Opinion
05-17-2016
Kasowitz, Benson, Torres & Friedman LLP, New York (Christopher P. Johnson of counsel), for appellant. Shearman & Sterling LLP, New York (Agnes Dunogué of counsel), for respondent.
Kasowitz, Benson, Torres & Friedman LLP, New York (Christopher P. Johnson of counsel), for appellant.
Shearman & Sterling LLP, New York (Agnes Dunogué of counsel), for respondent.
Opinion Judgment, Supreme Court, New York County (O. Peter Sherwood, J.), entered December 27, 2013, dismissing the complaint, unanimously affirmed, without costs. Appeal from order, same court and Justice, entered December 24, 2013, which granted defendant's motion to dismiss the complaint, unanimously dismissed, without costs, as subsumed in the appeal from the judgment. The motion court erred to the extent it found that the claims for breach of the loan representations accrued on May 1, 2006, the date of the Mortgage Loan Purchase Agreements (MLPA) containing those representations. While such claims typically accrue at the time the contract containing the representations is executed (see ACE Sec. Corp., Home Equity Loan Trust, Series 2006–SL2 v. DB Structured Prods., Inc., 25 N.Y.3d 581, 15 N.Y.S.3d 716, 36 N.E.3d 623 [2015] ), as the MLPA here specifically provides that defendant made its loan representations “as of the Closing Date,” which was May 25, 2006, the claims accrued on that date and not earlier.

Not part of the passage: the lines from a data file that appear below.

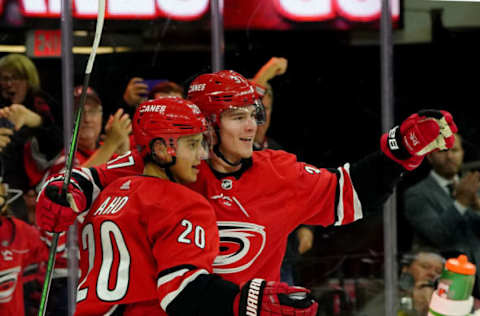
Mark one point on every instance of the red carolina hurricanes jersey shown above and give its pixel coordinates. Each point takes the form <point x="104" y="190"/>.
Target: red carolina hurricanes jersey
<point x="23" y="249"/>
<point x="121" y="166"/>
<point x="143" y="240"/>
<point x="256" y="212"/>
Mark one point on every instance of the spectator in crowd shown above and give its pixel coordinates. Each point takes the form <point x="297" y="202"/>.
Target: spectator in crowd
<point x="21" y="254"/>
<point x="444" y="208"/>
<point x="25" y="117"/>
<point x="135" y="93"/>
<point x="91" y="151"/>
<point x="274" y="67"/>
<point x="418" y="271"/>
<point x="166" y="89"/>
<point x="300" y="240"/>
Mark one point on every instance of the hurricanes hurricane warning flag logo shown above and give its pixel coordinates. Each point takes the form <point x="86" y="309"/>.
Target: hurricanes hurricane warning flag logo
<point x="240" y="245"/>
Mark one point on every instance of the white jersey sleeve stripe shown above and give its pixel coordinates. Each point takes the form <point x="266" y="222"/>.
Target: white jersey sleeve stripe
<point x="349" y="208"/>
<point x="172" y="295"/>
<point x="340" y="213"/>
<point x="169" y="277"/>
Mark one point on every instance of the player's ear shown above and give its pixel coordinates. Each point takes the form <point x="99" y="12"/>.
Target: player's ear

Nonetheless, the court correctly dismissed the complaint. The summons with notice filed by the certificate holders on May 25, 2012, while timely, was ineffective, because the certificate holders lacked standing to assert claims against defendant. Plaintiff's argument that it alleged compliance with the no-action clause, permitting the certificate holders to assert claims on behalf of the trust, is not persuasive, since the Pooling and Servicing Agreement specifically refutes this basis for the certificate holders' allegations of standing. Thus, the untimely claim brought by plaintiff on November 30, 2012 could not relate back to the defective summons, because no valid action was commenced by the filing of that summons (see Goldberg v. Camp Mikan–Recro, 42 N.Y.2d 1029, 398 N.Y.S.2d 1008, 369 N.E.2d 8 [1977] ; Southern Wine & Spirits of Am., Inc. v. Impact Envtl. Eng'g, PLLC, 80 A.D.3d 505, 505–506, 915 N.Y.S.2d 541 [1st Dept.2011] ).
TOM, J.P., SAXE, RICHTER, KAPNICK, JJ., concur.